# Realtek Wireless Adapter problems



## TRGG (Mar 13, 2008)

Ok, here's the situation as I know it.

I recently rolled back from Vista to XP and had to re-install some of the drivers lost when I formatted the drive. I downloaded the Realtek USB wireless network adapter card driver, as an alternative to the integrated driver, for the hardware I *do* have (it's difficult to find a proper version of the integrated WNA driver online).

I know you're thinking this is the problem, and I'm not suggesting it's not; however, on *most* wireless router connections, it connects absolutely fine.

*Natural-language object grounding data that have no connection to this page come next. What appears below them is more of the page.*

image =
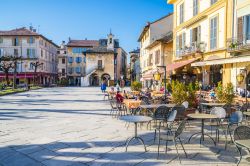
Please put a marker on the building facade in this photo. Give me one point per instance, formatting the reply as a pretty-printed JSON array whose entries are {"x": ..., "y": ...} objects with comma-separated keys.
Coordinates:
[
  {"x": 155, "y": 48},
  {"x": 92, "y": 61},
  {"x": 62, "y": 62},
  {"x": 33, "y": 48},
  {"x": 135, "y": 69},
  {"x": 205, "y": 38}
]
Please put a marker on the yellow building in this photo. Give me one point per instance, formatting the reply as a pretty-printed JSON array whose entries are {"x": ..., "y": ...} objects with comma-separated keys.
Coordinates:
[
  {"x": 155, "y": 48},
  {"x": 201, "y": 33}
]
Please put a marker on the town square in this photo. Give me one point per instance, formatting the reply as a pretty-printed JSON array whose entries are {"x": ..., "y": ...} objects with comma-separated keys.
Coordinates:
[{"x": 135, "y": 82}]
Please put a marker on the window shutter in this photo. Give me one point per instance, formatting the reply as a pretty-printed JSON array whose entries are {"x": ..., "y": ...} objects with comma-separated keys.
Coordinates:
[{"x": 191, "y": 37}]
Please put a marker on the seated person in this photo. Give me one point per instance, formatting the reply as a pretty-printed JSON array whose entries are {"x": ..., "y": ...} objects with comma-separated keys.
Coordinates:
[{"x": 119, "y": 97}]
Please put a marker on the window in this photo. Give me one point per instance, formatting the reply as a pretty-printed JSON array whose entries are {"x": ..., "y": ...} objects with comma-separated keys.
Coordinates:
[
  {"x": 31, "y": 53},
  {"x": 78, "y": 59},
  {"x": 31, "y": 40},
  {"x": 246, "y": 27},
  {"x": 78, "y": 70},
  {"x": 157, "y": 57},
  {"x": 78, "y": 50},
  {"x": 70, "y": 59},
  {"x": 32, "y": 67},
  {"x": 195, "y": 7},
  {"x": 15, "y": 41},
  {"x": 1, "y": 52},
  {"x": 181, "y": 8},
  {"x": 99, "y": 64},
  {"x": 213, "y": 1},
  {"x": 195, "y": 35},
  {"x": 16, "y": 52},
  {"x": 213, "y": 33},
  {"x": 63, "y": 72}
]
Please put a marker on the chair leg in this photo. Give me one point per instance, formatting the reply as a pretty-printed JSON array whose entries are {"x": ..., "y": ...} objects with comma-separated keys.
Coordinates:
[
  {"x": 159, "y": 142},
  {"x": 166, "y": 150},
  {"x": 183, "y": 148},
  {"x": 177, "y": 151},
  {"x": 239, "y": 150}
]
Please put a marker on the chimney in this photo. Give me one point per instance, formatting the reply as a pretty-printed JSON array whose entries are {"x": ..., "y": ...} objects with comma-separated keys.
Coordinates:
[{"x": 31, "y": 28}]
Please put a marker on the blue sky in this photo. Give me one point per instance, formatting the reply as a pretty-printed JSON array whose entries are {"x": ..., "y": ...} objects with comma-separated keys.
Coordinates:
[{"x": 80, "y": 19}]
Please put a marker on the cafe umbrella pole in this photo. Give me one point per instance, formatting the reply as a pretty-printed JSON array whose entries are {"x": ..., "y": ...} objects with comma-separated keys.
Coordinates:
[{"x": 165, "y": 79}]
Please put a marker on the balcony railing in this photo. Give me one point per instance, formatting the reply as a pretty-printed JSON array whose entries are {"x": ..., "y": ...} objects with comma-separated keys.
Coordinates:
[
  {"x": 238, "y": 44},
  {"x": 194, "y": 48}
]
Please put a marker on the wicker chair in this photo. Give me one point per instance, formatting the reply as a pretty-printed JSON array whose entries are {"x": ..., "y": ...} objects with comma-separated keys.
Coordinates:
[
  {"x": 168, "y": 136},
  {"x": 241, "y": 139}
]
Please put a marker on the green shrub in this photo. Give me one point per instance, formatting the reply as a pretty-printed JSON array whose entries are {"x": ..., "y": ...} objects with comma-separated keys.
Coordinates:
[
  {"x": 225, "y": 94},
  {"x": 137, "y": 86}
]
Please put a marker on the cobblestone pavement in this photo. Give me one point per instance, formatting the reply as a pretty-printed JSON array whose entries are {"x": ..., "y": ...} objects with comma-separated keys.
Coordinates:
[{"x": 72, "y": 126}]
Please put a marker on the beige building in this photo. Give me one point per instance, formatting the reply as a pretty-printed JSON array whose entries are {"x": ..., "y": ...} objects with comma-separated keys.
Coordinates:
[
  {"x": 92, "y": 61},
  {"x": 62, "y": 61},
  {"x": 155, "y": 48},
  {"x": 33, "y": 48}
]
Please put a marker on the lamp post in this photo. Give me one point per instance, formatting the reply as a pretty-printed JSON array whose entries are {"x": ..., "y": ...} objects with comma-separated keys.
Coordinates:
[
  {"x": 157, "y": 77},
  {"x": 240, "y": 77}
]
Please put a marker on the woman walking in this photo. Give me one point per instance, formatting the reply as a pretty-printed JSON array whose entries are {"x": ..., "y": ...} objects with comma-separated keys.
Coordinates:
[{"x": 103, "y": 86}]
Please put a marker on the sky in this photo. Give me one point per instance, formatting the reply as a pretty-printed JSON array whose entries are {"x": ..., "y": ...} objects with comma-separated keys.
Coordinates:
[{"x": 79, "y": 19}]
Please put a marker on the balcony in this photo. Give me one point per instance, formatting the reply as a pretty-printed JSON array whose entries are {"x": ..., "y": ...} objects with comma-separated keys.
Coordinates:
[
  {"x": 194, "y": 48},
  {"x": 239, "y": 44}
]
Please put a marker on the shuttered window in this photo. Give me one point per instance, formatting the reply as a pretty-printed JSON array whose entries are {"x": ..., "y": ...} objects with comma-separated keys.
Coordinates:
[
  {"x": 195, "y": 7},
  {"x": 181, "y": 14},
  {"x": 213, "y": 33}
]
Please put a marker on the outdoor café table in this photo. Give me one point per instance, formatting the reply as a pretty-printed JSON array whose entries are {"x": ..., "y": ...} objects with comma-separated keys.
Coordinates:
[
  {"x": 151, "y": 106},
  {"x": 203, "y": 117},
  {"x": 135, "y": 119},
  {"x": 214, "y": 104},
  {"x": 132, "y": 103}
]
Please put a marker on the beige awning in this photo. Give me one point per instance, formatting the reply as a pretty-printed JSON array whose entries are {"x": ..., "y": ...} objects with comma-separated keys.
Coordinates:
[{"x": 238, "y": 59}]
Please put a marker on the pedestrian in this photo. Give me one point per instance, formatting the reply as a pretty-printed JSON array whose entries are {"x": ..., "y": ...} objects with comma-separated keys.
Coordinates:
[{"x": 103, "y": 86}]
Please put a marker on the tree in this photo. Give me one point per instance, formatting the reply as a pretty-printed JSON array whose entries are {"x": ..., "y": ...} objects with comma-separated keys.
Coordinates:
[
  {"x": 36, "y": 64},
  {"x": 6, "y": 64}
]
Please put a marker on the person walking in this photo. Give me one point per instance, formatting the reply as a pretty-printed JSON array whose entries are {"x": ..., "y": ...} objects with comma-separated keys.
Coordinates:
[{"x": 103, "y": 86}]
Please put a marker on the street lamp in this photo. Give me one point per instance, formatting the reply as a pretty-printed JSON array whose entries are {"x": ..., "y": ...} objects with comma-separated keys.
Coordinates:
[
  {"x": 157, "y": 77},
  {"x": 240, "y": 77}
]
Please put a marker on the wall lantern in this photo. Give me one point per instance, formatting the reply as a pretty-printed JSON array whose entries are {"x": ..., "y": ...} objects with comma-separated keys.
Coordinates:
[
  {"x": 240, "y": 78},
  {"x": 157, "y": 76}
]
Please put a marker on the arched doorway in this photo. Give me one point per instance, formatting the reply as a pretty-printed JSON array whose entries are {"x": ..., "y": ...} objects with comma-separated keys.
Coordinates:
[
  {"x": 215, "y": 74},
  {"x": 105, "y": 77},
  {"x": 94, "y": 80}
]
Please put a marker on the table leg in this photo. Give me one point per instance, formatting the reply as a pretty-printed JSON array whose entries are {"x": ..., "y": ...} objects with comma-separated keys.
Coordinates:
[{"x": 135, "y": 137}]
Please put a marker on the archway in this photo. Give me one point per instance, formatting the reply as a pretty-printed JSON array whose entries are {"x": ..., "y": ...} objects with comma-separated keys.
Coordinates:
[
  {"x": 94, "y": 80},
  {"x": 215, "y": 74}
]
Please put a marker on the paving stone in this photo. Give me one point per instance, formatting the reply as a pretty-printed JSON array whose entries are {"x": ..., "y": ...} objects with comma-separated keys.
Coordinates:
[{"x": 43, "y": 155}]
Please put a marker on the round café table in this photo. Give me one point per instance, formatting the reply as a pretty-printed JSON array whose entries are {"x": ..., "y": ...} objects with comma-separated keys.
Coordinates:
[
  {"x": 202, "y": 117},
  {"x": 135, "y": 119}
]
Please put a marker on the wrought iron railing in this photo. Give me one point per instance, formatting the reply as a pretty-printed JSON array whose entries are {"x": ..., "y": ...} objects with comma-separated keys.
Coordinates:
[
  {"x": 195, "y": 47},
  {"x": 238, "y": 44}
]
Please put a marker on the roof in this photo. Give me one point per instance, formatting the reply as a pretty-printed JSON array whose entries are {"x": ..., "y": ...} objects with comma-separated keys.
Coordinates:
[
  {"x": 145, "y": 29},
  {"x": 24, "y": 32},
  {"x": 83, "y": 43},
  {"x": 136, "y": 51},
  {"x": 99, "y": 50},
  {"x": 167, "y": 38}
]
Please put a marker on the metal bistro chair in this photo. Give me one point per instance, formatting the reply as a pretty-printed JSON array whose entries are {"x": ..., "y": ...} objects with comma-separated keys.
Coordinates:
[
  {"x": 234, "y": 120},
  {"x": 221, "y": 114},
  {"x": 241, "y": 138},
  {"x": 113, "y": 106},
  {"x": 174, "y": 138},
  {"x": 161, "y": 113}
]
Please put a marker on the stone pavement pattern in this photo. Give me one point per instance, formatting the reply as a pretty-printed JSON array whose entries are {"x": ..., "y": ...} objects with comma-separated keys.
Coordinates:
[{"x": 72, "y": 126}]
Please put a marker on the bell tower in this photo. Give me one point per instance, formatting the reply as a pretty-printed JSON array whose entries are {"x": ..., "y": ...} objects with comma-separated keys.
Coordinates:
[{"x": 110, "y": 44}]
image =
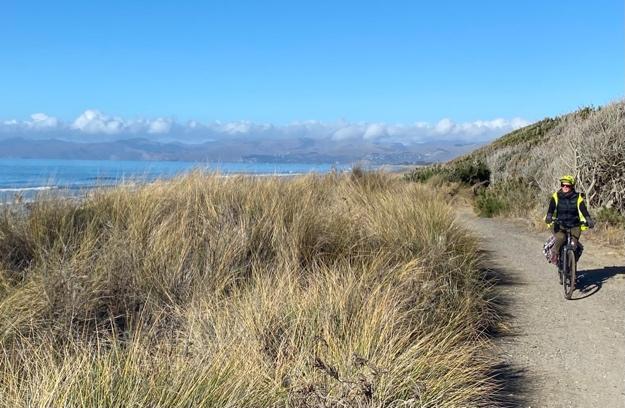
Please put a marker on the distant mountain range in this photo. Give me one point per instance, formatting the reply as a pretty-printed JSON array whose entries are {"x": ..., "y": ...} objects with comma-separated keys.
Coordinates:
[{"x": 282, "y": 150}]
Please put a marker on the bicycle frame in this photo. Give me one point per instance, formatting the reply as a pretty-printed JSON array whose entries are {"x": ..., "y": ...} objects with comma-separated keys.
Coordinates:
[{"x": 567, "y": 267}]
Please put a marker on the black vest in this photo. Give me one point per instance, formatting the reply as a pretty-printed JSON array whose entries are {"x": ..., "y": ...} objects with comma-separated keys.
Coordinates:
[{"x": 567, "y": 210}]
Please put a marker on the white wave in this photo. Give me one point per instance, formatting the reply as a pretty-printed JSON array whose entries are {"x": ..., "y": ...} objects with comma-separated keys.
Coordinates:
[{"x": 19, "y": 189}]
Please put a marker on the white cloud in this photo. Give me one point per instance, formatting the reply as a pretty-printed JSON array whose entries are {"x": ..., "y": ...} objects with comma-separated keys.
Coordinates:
[
  {"x": 159, "y": 125},
  {"x": 42, "y": 121},
  {"x": 92, "y": 122}
]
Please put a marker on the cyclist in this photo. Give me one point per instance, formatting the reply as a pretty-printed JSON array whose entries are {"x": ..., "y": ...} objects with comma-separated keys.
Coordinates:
[{"x": 569, "y": 208}]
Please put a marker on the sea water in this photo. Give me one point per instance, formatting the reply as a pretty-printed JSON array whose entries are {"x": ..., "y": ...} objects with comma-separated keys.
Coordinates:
[{"x": 24, "y": 178}]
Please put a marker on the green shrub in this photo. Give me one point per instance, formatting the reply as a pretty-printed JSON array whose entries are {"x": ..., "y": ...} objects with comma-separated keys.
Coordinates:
[
  {"x": 423, "y": 174},
  {"x": 470, "y": 172},
  {"x": 489, "y": 204},
  {"x": 610, "y": 216},
  {"x": 513, "y": 197}
]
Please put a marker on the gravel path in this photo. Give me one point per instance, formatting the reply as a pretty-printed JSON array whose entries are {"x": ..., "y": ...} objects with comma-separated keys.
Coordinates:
[{"x": 565, "y": 353}]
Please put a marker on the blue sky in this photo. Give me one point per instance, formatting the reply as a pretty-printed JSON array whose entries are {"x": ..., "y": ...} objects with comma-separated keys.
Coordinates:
[{"x": 284, "y": 61}]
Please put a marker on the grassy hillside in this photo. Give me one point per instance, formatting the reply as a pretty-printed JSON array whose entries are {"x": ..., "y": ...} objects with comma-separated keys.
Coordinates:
[
  {"x": 337, "y": 290},
  {"x": 522, "y": 167}
]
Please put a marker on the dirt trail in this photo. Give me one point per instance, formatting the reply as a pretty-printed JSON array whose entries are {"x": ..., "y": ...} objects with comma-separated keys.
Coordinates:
[{"x": 568, "y": 353}]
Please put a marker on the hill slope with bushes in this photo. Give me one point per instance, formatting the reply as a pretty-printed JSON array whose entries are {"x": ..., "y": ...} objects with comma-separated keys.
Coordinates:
[{"x": 522, "y": 167}]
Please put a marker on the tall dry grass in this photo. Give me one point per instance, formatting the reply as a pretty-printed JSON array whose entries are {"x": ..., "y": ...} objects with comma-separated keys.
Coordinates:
[{"x": 336, "y": 290}]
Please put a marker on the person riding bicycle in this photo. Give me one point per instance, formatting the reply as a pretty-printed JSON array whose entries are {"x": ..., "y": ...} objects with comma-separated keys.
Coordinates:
[{"x": 568, "y": 207}]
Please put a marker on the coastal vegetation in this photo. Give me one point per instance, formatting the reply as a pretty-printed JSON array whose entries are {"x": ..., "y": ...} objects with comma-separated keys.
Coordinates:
[
  {"x": 338, "y": 290},
  {"x": 516, "y": 174}
]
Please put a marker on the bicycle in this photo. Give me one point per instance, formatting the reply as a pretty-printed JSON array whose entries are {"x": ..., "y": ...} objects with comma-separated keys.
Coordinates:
[{"x": 567, "y": 263}]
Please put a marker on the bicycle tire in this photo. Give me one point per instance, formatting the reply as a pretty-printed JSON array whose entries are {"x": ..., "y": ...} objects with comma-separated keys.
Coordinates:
[{"x": 570, "y": 274}]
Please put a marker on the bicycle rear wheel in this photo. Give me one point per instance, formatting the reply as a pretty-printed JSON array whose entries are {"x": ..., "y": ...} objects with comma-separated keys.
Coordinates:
[{"x": 570, "y": 273}]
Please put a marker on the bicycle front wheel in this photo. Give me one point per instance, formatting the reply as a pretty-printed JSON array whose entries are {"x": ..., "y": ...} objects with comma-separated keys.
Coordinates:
[{"x": 570, "y": 273}]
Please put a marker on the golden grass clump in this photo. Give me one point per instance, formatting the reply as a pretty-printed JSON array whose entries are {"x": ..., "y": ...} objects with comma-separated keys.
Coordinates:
[{"x": 334, "y": 290}]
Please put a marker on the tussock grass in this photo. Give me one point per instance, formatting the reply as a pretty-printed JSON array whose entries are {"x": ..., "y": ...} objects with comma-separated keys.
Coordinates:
[{"x": 336, "y": 290}]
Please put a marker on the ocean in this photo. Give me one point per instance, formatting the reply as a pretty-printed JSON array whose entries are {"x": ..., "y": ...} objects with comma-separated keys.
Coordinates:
[{"x": 27, "y": 177}]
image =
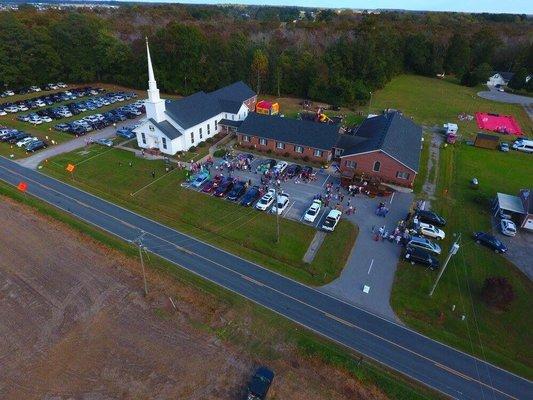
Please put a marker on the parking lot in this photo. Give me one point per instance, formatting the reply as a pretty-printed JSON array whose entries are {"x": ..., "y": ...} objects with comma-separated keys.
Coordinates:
[{"x": 300, "y": 194}]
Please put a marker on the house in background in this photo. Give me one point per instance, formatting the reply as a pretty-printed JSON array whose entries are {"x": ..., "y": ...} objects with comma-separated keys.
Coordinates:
[
  {"x": 173, "y": 126},
  {"x": 385, "y": 147},
  {"x": 500, "y": 78},
  {"x": 308, "y": 140}
]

When I got back to my Term-time adress and tried to connect to our wireless router here, it's reluctant to connect to it wirelessly.

I tried using the software CD supplied with the router and it tells me to plug the USB driver in; not being possible due to the fact that it's not USB, it's an integrated network card.

Each time I try to connect, it keeps trying to "Aquire Network Address" before failing each time. I've tried rebooting my Laptop and the router to no avail. I know the router and the internet is working fine because all of my flatmates can access the connection with their laptops.

I know my laptop can connect to the internet because;

a) It connects wirelessly to my Home-time address' router;

b) I'm currently connected via ethernet cables to the router I'm trying to wirelessly enable. 

I need help understanding my situation more and would appreciate any suggestions to help me get my wireless working again.

Thanks.


----------



## johnwill (Sep 26, 2002)

I don't know what to tell you. You obviously don't have the correct driver if it's asking for a USB device, or the wireless adapter has a problem.


----------